2.3 LIBERDADE DE EXPRESSÃO: A VOZ NA DEMOCRACIA

À luz das compreensões até agora apresentadas, percebe-se que além da livre expressão e o direito à comunicação serem direitos pessoais individuais, relacionados ao desenvolvimento do ser, também são elementos estruturantes da sociedade e da democracia, na medida em que a sociedade somente poderá ser democrática se permitir e propiciar a livre circulação de ideias e

o debate público. Segundo Adriana Jiménez Ulloa (2010), a liberdade de expressão se realiza na democracia, enquanto ali encontra o seu espaço de manifestação, assim como é a partir da liberdade de expressão que se constrói a democracia na medida que seu alicerce tem por base a manifestação da opinião pública. Assim, liberdade de expressão e democracia são elementos que se retroalimentam, tanto que Bobbio (2006, p.22) afirma que por “regime democrático entende-se primariamente um conjunto de regras de procedimento para a formação de decisões coletivas, em que está prevista e facilitada a participação mais ampla dos interessados”.
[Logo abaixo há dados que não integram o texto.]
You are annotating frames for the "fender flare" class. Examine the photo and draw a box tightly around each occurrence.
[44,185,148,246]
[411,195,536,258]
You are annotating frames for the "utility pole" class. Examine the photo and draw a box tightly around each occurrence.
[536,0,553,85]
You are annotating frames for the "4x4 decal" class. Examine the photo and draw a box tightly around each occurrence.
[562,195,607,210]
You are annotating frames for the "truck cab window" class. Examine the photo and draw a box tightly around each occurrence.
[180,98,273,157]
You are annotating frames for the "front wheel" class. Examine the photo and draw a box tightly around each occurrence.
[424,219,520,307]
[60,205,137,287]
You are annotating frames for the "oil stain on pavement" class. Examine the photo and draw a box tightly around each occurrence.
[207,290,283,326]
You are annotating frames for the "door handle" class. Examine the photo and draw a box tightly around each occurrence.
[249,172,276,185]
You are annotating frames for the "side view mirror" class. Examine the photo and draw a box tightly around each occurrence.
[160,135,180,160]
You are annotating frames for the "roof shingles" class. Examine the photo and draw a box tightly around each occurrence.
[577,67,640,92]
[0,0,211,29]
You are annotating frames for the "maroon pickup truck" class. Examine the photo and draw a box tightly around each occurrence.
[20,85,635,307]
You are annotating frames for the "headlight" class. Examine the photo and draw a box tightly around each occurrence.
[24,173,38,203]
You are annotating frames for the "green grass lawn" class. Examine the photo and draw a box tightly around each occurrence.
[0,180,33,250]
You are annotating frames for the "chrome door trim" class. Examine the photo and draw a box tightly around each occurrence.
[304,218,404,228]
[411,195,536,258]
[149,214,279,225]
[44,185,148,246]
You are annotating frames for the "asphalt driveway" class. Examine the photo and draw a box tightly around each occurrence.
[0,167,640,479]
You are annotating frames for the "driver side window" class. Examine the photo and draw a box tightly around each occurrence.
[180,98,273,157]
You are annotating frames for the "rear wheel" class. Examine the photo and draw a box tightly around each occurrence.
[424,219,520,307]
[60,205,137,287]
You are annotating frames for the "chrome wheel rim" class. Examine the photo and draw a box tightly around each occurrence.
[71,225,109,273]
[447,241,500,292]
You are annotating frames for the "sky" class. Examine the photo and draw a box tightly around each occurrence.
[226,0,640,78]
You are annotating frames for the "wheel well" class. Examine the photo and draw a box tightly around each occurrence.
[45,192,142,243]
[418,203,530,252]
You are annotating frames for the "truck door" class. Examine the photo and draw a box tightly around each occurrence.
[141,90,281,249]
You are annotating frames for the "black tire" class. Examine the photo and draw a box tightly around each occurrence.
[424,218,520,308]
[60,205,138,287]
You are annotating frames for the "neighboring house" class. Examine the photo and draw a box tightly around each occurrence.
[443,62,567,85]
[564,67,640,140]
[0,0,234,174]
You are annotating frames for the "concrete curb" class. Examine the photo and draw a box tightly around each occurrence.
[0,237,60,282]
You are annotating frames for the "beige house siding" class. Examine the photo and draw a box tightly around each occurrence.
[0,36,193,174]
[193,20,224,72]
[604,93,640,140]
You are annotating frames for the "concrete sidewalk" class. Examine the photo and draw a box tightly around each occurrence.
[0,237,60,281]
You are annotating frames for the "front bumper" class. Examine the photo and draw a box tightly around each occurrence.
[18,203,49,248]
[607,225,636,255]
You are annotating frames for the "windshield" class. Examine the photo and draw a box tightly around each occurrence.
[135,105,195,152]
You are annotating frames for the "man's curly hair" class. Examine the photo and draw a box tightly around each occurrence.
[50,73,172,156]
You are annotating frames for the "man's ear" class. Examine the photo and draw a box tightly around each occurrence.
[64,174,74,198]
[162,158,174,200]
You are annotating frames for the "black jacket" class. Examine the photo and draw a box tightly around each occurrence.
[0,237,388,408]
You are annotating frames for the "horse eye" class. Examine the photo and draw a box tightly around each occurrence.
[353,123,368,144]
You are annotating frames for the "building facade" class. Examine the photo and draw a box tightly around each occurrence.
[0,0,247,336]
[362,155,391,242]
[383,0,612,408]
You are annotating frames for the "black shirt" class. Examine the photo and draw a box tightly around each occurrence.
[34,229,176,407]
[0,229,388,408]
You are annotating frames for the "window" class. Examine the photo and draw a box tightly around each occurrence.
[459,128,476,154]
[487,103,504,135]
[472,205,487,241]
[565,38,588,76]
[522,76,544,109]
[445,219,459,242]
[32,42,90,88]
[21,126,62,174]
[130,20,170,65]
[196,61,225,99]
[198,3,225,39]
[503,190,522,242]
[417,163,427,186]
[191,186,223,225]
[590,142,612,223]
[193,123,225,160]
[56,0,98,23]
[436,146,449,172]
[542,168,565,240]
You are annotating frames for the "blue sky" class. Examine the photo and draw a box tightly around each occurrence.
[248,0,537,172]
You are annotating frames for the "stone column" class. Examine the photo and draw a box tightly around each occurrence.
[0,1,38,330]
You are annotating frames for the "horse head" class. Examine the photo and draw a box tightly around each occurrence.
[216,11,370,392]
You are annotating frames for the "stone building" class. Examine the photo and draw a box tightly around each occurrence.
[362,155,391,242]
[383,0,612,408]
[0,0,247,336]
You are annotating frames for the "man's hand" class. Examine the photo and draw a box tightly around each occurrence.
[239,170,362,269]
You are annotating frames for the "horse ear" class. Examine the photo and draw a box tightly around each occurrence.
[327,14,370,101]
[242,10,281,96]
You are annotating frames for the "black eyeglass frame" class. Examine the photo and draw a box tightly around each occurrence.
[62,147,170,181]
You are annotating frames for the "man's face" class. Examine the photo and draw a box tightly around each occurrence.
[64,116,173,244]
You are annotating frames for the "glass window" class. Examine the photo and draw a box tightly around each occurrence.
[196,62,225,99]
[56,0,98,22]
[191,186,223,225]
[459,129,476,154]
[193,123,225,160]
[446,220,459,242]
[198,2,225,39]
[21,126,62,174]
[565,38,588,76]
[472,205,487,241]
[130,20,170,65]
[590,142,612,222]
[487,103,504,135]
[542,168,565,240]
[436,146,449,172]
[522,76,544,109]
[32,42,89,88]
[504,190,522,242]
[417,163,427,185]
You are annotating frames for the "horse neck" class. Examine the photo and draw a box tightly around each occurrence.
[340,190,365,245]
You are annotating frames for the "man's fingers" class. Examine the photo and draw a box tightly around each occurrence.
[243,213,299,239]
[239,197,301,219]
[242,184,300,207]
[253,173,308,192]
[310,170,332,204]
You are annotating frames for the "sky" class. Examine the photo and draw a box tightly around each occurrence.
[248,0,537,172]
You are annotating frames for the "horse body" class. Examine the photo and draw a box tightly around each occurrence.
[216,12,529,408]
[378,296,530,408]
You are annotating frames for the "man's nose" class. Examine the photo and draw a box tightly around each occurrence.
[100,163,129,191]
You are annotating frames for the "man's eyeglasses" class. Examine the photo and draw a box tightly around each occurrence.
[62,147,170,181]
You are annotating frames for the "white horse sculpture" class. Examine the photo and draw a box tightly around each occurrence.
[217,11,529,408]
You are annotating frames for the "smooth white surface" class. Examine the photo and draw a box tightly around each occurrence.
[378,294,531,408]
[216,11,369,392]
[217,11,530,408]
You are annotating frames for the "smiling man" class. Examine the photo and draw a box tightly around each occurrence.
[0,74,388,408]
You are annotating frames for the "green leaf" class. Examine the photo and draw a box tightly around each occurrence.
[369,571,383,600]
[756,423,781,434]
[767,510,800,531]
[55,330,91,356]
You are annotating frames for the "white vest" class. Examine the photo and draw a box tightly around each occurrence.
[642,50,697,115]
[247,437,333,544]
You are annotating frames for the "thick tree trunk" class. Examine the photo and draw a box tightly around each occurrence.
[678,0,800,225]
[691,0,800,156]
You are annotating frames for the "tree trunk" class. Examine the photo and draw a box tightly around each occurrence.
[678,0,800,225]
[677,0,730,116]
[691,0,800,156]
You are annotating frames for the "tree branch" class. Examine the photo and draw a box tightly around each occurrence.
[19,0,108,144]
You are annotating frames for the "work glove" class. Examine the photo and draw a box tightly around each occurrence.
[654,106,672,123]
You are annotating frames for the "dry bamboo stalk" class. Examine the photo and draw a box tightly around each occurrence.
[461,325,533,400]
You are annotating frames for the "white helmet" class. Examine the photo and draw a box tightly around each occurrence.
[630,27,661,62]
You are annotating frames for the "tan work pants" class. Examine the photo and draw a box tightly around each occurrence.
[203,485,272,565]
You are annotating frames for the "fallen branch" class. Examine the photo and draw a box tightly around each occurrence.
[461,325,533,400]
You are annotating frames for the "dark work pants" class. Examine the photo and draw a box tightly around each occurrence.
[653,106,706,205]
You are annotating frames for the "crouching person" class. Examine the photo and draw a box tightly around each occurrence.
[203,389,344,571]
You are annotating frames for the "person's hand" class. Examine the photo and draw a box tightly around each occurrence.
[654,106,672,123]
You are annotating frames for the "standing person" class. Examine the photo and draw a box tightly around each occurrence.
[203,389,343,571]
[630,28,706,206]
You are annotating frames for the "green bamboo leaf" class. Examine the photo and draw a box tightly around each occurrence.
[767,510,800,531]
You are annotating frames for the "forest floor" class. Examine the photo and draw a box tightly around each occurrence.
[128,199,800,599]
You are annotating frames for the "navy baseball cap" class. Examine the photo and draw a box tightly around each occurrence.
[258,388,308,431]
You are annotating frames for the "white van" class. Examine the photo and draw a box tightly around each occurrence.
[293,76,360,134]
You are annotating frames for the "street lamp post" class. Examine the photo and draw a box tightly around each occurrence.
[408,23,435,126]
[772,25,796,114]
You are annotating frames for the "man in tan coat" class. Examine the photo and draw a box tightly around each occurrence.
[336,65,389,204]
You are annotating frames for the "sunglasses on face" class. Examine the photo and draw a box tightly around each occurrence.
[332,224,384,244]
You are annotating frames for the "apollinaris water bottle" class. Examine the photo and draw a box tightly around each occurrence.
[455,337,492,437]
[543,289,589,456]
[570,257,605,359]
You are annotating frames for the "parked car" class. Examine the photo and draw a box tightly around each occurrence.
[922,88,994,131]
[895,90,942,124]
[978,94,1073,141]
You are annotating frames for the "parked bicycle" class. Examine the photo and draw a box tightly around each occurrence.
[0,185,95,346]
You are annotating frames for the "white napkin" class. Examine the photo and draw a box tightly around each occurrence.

Por esta razão, a liberdade de expressão – que tem sua manifestação na comunicação, seja ela falada, visual, sentida, como a partir de agora resta implícita nas demais considerações expostas – é imprescindível na medida em que fomenta discussão de ideias e opiniões, condição indispensável para que haja a construção de espaço onde os cidadãos possam debater e desenvolver argumentos sobre questões da vida comum, amalgamando uma opinião crítica e fundamentada sobre os assuntos de interesse geral, estabelecendo, assim, o debate público, elementos básico da democracia.

Sob este prisma, a livre expressão assume um valor instrumental para a concretização da democracia, assim como o direito à comunicação, pois ambos fomentam o confronto de ideias, tornando-se elementos estruturais para o debate dos assuntos de interesse público, uma vez que

[...] o único meio de um ser humano aproximar-se do conhecimento completo de um assunto é ouvir o que sobre ele digam representantes de cada variedade de opinião, e considerar todas as formas para que cada classe de espíritos o possa encarar. Jamais qualquer homem sábio adquiriu a sua sabedoria por outro método que não esse, nem está na natureza do intelecto humano chegar à sabedoria de outra maneira (MILL, 2011, p.64).

Observando a relevância do confronto de opiniões e a partir do paradigma da utilidade, Mill (2011) propõe a liberdade de expressão como única forma de uma sociedade democrática alcançar o que seria a “verdade”, haja vista que impedir uma opinião (restringindo o direito à liberdade de expressão) é um dano para todos os indivíduos e à democracia, pois a voz oprimida pode conter uma parte da “verdade” que será permanentemente excluída. Embora não abordado pelo citado autor, da mesma forma, o direito à comunicação, compreendido como um elemento de troca interpessoal, é igualmente relevante na busca pela verdade, pois é o caminho pelo qual transita a livre manifestação em busca de alcançar eco no outro.

Assim, a liberdade de expressão e de comunicação estruturam a democracia, pois deve- se “considerar como um bem a possibilidade de cada um propor o que considera útil ao público

e é igualmente bom que se permita a cada um expressar livremente o seu pensamento sobre o que é proposto, de modo que o povo esclarecido na discussão adote o partido que achar melhor” (MAQUIAVEL, 2000, p.76).

Neste sentido, a própria história da democracia aponta para a relevância política da livre expressão e da comunicação para a sua concretização, pois, na sociedade ateniense, reconhecida como berço da democracia moderna, podiam os cidadãos exercer diretamente a participação nos assuntos públicos da pólis ao “expor em público os seus interesses e as suas opiniões, vê- los debatidos pelos demais e aprovados ou rejeitados pela maioria, devendo acatar a decisão tomada publicamente” (CHAUÍ, 2005, p.405). Assim, desde a ágora grega, a livre expressão e a comunicação são condições procedimentais da democracia, pois “a essência do fenômeno político designado pelo termo era a participação dos governados no governo, o princípio da liberdade no sentido de autodeterminação política” (KELSEN, 2000, p.140).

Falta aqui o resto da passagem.